Ohio-born, internationally renowned photographer Catherine Opie returns for the regional debut of a recent series of formal portraits and abstract landscapes. Among contemporary American photographers, Opie is exceptionally attuned to the histories of representation, and Portraits and Landscapes vigorously embodies the artist’s conversation with classical European portraiture as well as the American Pictorialist idiom within landscape photography championed by Alfred Stieglitz in the early 1900s. Consisting of about 50 color pigment print photographs produced in 2012 and 2013, the series charts several new developments—as well as some stunning departures—in her practice.
Drawing on people close to her, including a number of other artists as well as family members, Opie has posed her figures against a black drop cloth, using highly theatrical lighting, color, and scale. The erasure of any background field renders the faces and the bodies of the subjects in extraordinarily intimate detail, simultaneously capturing their unique character while often suggesting allegorical dimensions. The works range in scale and include portraits of renowned visual artists (Kara Walker, Matthew Barney, John Baldessari, Glenn Ligon) and performers (Elizabeth Streb, Ron Athey, Miranda July), as well as athletes (Diana Nyad) and notable critics and writers (Hamza Walker, Hilton Als, Jonathan Franzen). Opie’s work in portraiture, acclaimed for over two decades, has often focused on communities to which she belongs, and the 40 portraits included in this latest series sustain that commitment. As she says of them, “They are friends and people that I admire.”
Interspersed with these commanding portraits are landscapes virtually abstract in their lack of detail. Unlike Opie’s previous work in landscape portraiture (such as her studies of American cities and of ice-fishing cabins), which strongly articulated a sense of specific space, the new photographs defy any recognition of their geographical location. As Opie has noted, “Nature is a dream state at this point….I’m asking people to go back to the sublime and to a place of beauty.” The exhibition is curated by Bill Horrigan, Wexner Center curator at large.
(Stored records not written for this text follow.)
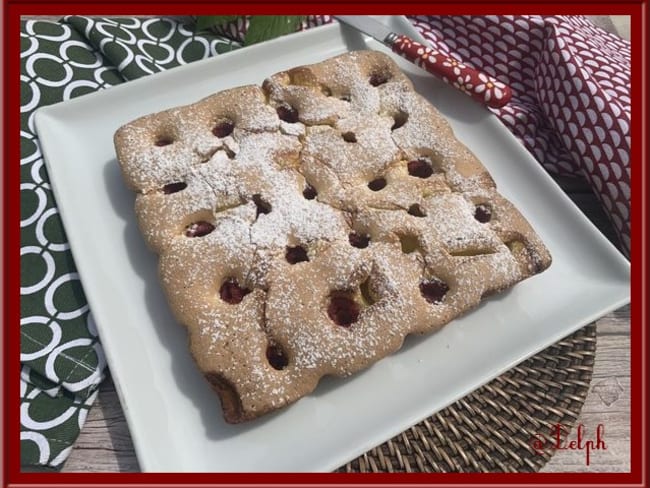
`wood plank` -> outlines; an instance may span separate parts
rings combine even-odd
[[[108,377],[99,388],[65,472],[137,472],[140,470],[131,435],[115,391]]]
[[[542,472],[630,470],[630,307],[616,310],[596,324],[596,362],[576,425],[583,424],[587,438],[593,438],[602,424],[606,450],[594,451],[589,466],[583,451],[559,451]],[[574,429],[569,439],[575,440],[575,434]]]

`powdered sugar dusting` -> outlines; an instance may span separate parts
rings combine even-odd
[[[380,53],[147,116],[115,139],[172,308],[201,370],[232,388],[239,406],[225,413],[235,421],[297,400],[323,375],[367,367],[550,262]],[[411,174],[412,160],[431,167]],[[477,220],[479,204],[491,219]],[[431,280],[445,285],[439,299],[422,291]],[[220,294],[224,283],[236,300]],[[358,310],[337,323],[330,306],[346,303]],[[287,362],[271,364],[268,350]]]

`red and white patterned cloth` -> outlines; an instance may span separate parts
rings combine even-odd
[[[417,16],[438,50],[510,86],[492,109],[551,173],[583,176],[630,251],[630,43],[580,16]]]
[[[630,43],[582,16],[409,19],[441,53],[510,86],[512,100],[490,110],[549,172],[591,184],[629,256]],[[240,19],[223,33],[245,30]]]

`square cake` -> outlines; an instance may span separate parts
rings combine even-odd
[[[171,310],[231,423],[366,368],[551,263],[379,52],[147,115],[115,148]]]

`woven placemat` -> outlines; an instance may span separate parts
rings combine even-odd
[[[591,324],[338,471],[538,471],[580,414],[595,356]]]

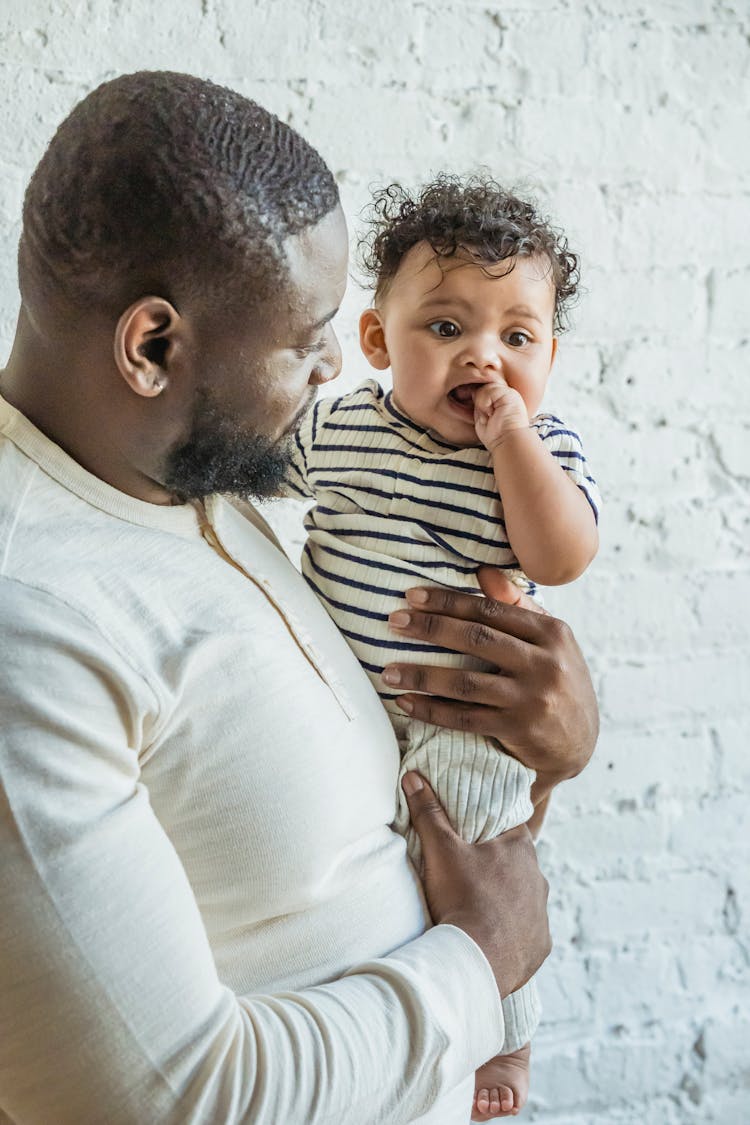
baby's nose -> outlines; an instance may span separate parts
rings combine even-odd
[[[500,371],[502,359],[497,336],[477,336],[467,349],[467,362],[482,372]]]

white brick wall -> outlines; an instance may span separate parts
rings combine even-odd
[[[525,1116],[750,1121],[748,0],[3,0],[0,337],[28,175],[91,86],[139,67],[290,120],[354,219],[369,185],[530,184],[588,289],[548,405],[583,431],[600,556],[548,604],[604,727],[541,846],[556,948]],[[356,351],[354,285],[341,385]],[[276,514],[288,541],[298,513]]]

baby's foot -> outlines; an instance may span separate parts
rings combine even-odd
[[[474,1079],[472,1121],[515,1117],[529,1096],[531,1044],[511,1055],[496,1055],[480,1066]]]

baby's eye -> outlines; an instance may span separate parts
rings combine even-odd
[[[452,320],[434,320],[429,325],[430,332],[434,332],[436,336],[442,336],[445,340],[450,340],[454,336],[458,336],[461,329]]]
[[[531,337],[525,332],[509,332],[507,340],[512,348],[524,348],[531,340]]]

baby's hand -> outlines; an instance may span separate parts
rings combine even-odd
[[[490,453],[511,430],[529,428],[526,403],[502,375],[497,375],[491,383],[483,383],[475,394],[474,427]]]

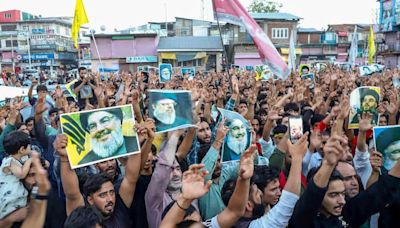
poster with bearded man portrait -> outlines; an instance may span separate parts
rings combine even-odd
[[[192,93],[187,90],[149,90],[149,115],[156,132],[192,127]]]
[[[228,132],[224,139],[222,161],[240,160],[240,156],[250,146],[251,132],[248,121],[237,112],[218,109],[225,119]]]
[[[73,169],[140,153],[132,105],[67,113],[60,121]]]
[[[381,88],[364,86],[353,90],[350,94],[349,129],[358,129],[362,113],[372,115],[371,124],[379,123],[379,103],[381,100]]]

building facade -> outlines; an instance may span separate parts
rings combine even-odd
[[[73,47],[71,26],[71,17],[42,18],[18,10],[0,12],[3,70],[19,72],[31,67],[53,72],[57,68],[76,68],[78,51]],[[86,30],[81,29],[82,33]]]
[[[379,27],[383,34],[377,52],[382,56],[382,63],[387,68],[400,66],[400,1],[378,0]]]
[[[221,71],[223,45],[217,36],[161,37],[157,46],[160,63]]]
[[[287,61],[290,35],[292,30],[295,30],[294,35],[297,35],[296,27],[301,18],[288,13],[251,13],[250,15],[271,39],[282,58]],[[254,42],[246,29],[236,25],[225,26],[229,27],[228,31],[224,30],[225,34],[228,34],[229,42],[224,43],[228,53],[228,63],[241,67],[262,65]],[[229,37],[229,34],[232,36]],[[296,53],[300,54],[300,49],[297,49]]]
[[[140,65],[158,66],[156,33],[95,34],[100,54],[91,39],[91,66],[94,71],[136,72]]]

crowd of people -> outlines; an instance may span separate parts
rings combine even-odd
[[[173,75],[165,83],[152,72],[100,76],[81,67],[78,73],[70,93],[32,78],[27,99],[14,97],[0,107],[2,228],[400,224],[400,162],[384,167],[384,151],[375,149],[372,135],[377,113],[376,125],[399,124],[399,88],[392,83],[398,70],[361,77],[328,66],[314,72],[315,82],[299,73],[257,81],[255,72],[236,69],[190,79]],[[24,84],[14,75],[3,81]],[[349,129],[349,95],[361,86],[380,87],[382,99],[361,100],[359,127]],[[160,106],[162,120],[176,104],[151,104],[153,89],[190,91],[194,127],[157,133],[149,110]],[[72,169],[72,142],[61,131],[60,115],[126,104],[134,111],[140,153]],[[23,115],[27,106],[32,111]],[[239,113],[249,129],[232,130],[214,115],[216,107]],[[119,116],[87,116],[85,130],[96,136],[102,129],[104,137],[121,128],[110,124]],[[302,121],[296,141],[290,140],[292,116]],[[251,132],[250,146],[237,161],[223,162],[227,135],[244,130]],[[400,151],[399,145],[392,149]]]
Born in 1961, Catherine Opie has been the subject of numerous exhibitions both here and abroad, including a mid-career survey at the Guggenheim Museum in 2008, and is in the collections of dozens of public institutions. Opie created new work for the Wexner Center’s presentation of Hard Targets (2010) and her work was featured solo exhibitions at the Institute of Contemporary Art, Boston (2011) and the Los Angeles County Museum of Art (2010). A native of Sandusky, Ohio, Opie has been Professor of Fine Art at UCLA since 2001.